- Born: 1822 Ramrajatala, Howrah, Bengal Presidency, British India
- Died: 1915 (aged 92–93) Howrah, Bengal Presidency, British India
- Term: 1884—1915
- Predecessor: Mr E C Craster
- Successor: Baboo Mahendranath Ray
- Political party: All India National Congress
- Children: Mahesh Bhattacharya
- Father: Ramachandra Bhattacharya

= Kedarnath Bhattacharya =

Baboo Kedarnath Bhattacharya (1822-1915) was an influential zamindar, financier and the first Indian vice-chairman of Howrah Municipal Corporation.
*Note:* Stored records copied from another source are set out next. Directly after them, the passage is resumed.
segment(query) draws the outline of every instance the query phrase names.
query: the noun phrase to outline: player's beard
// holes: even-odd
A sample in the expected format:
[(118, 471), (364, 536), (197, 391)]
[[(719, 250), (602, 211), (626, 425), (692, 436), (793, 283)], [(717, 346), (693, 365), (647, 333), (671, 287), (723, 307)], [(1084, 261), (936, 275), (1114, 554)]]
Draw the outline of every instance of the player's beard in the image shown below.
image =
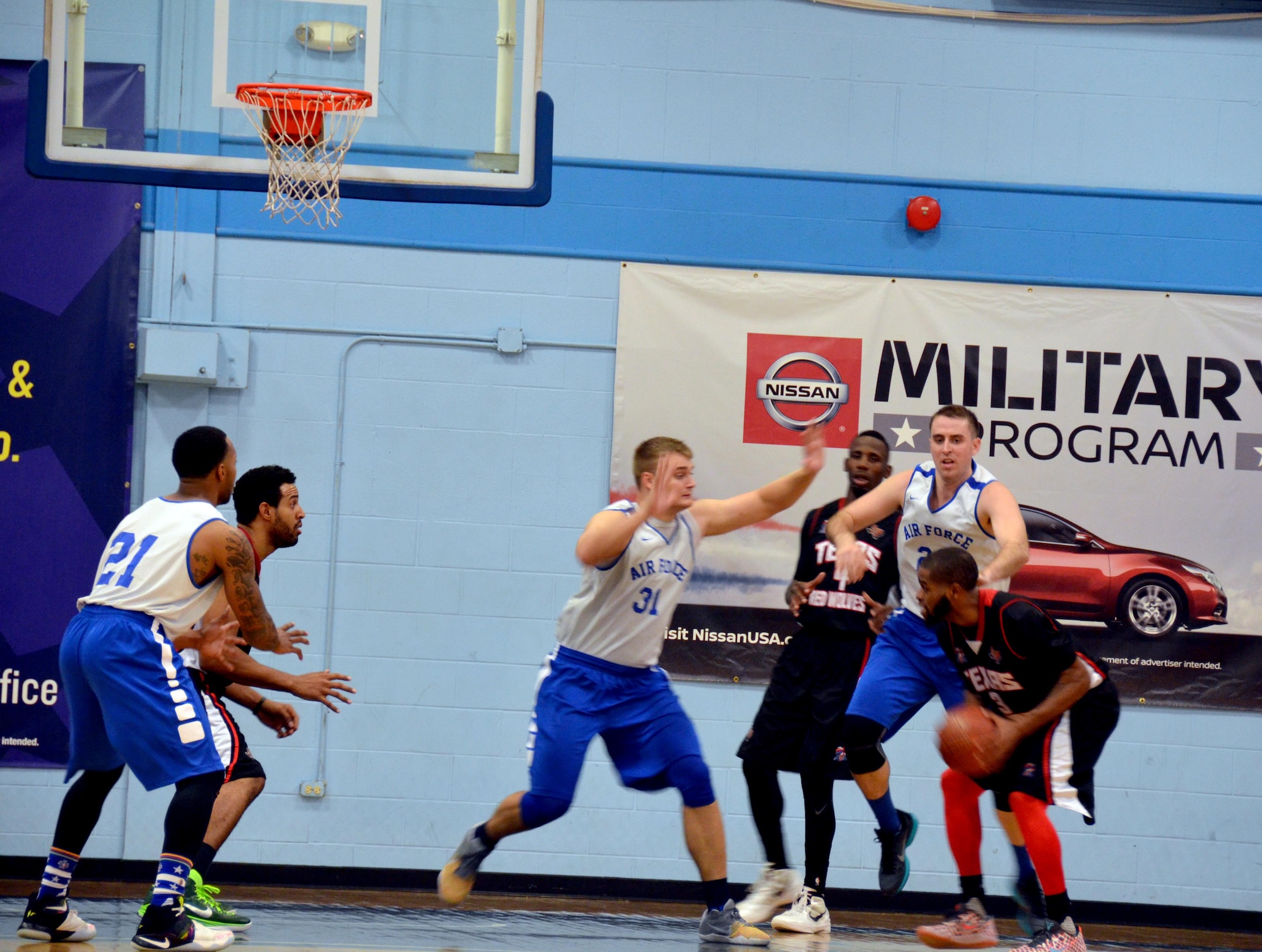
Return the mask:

==First Indian vice-chairman and chairman of Howrah==
Kedarnath Bhattacharya was the first Indian elected vice-chairman. In 1884, he became vice-chairman with a huge majority in Howrah Municipal Corporation. In 1886, when Mr. E C Craster stepped down, Babu Upendra Chandra was elected as chairman. But due to some discrepancy in his election, Upendra Chandra's chairmanship was cancelled and Kedarnath Bhattacharya had to officiate in his position for a few years. After some years, nearly from 1890 the district magistrate was appointed as chairman upto 1916, until Babu Mahendranath Roy won the elections with a landslide majority. He was also an elected commissioner at word no 10.

==Other works==
- Kedarnath Bhattacharya had organised the first All India National Congress meeting at the Howrah Town Hall on 29 August 1891. The meeting was presided over by Surendranath Banerjee.
- Kedarnath Bhattacharya made Howrah's first vernacular Bengali medium school in Santragachi in 1857. But the school was demolished by cyclone in 1864. Afterwards classes were held at his own home with his own money. Then with a government aid a new building was constructed and the school was mixed up with Santragachi Madhya Engreji Vidhyalaya. The school is now currently named as Santragachi Kedarnath Institution, Howrah.